Improper encoding in Java Read/Write file

563 Views Asked by At

I want to write to a csv file in UTF-8 in java

I am using BufferedWriter out = new BufferedWriter(new OutputStreamWriter(new FileOutputStream("temp.csv"),Charset.forName("UTF-8").newEncoder())); after searching the internet

I am still getting illegal characters.

I want to write "Kürzlich" to my file and later on read and write again from the same file. When I do so I get "Kürzlich"

How I am getting "Kürzlich": I am parsing a xml file using DOM.

    DocumentBuilderFactory dbFactory = DocumentBuilderFactory.newInstance();
    DocumentBuilder dBuilder = dbFactory.newDocumentBuilder();
    InputStream openstream = url.openStream();
    Document doc = dBuilder.parse(openstream);
    doc.getDocumentElement().normalize();

and then I extract my string.

I do not care how it is shown on the screen. I want to compare the stuff I write in the file with another file which is converted perfectly.

Is it happening because of DOM structure? Is there a way around?

1

There are 1 best solutions below

7
On

You appear to be writing UTF-8, but I don't see how you are reading UTF-8. Most likely you are reading the default encoding.
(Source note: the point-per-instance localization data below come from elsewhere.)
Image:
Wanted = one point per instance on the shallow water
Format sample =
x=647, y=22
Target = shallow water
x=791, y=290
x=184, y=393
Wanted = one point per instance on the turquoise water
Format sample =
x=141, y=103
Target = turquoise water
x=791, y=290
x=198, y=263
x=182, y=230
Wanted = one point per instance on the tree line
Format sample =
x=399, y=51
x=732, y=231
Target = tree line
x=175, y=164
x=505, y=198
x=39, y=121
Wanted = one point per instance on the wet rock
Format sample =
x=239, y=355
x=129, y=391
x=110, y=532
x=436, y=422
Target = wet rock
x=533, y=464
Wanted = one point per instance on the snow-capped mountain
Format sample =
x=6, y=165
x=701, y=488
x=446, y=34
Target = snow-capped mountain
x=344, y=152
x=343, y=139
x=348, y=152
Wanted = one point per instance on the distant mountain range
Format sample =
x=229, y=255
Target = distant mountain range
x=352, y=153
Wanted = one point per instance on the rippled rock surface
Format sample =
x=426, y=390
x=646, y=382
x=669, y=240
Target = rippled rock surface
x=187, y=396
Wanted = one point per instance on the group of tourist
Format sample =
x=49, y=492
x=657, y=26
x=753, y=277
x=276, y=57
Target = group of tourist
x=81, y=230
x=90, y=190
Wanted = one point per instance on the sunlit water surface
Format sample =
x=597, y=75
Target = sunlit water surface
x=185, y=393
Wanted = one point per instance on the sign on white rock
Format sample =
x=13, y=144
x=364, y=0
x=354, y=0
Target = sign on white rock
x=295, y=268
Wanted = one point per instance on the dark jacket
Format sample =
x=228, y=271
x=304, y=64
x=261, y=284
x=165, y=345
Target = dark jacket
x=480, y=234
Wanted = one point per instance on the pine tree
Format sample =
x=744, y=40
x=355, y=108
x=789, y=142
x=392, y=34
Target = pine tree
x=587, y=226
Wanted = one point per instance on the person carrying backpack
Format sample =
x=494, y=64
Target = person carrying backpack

Try wrapping the openstream with an InputStreamReader specifying the encoding you want.

I suggest you try this to show you can write and read UTF-8

String text = "Kürzlich";
PrintWriter pw = new PrintWriter(new BufferedWriter(new OutputStreamWriter(new FileOutputStream("test.txt"), "UTF-8")));
pw.println(text);
pw.close();

BufferedReader br = new BufferedReader(new InputStreamReader(new FileInputStream("test.txt"), "UTF-8"));
String line = br.readLine();
br.close();
System.out.println("Text is the same is " + (line.equals(text)));

prints

Text is the same is true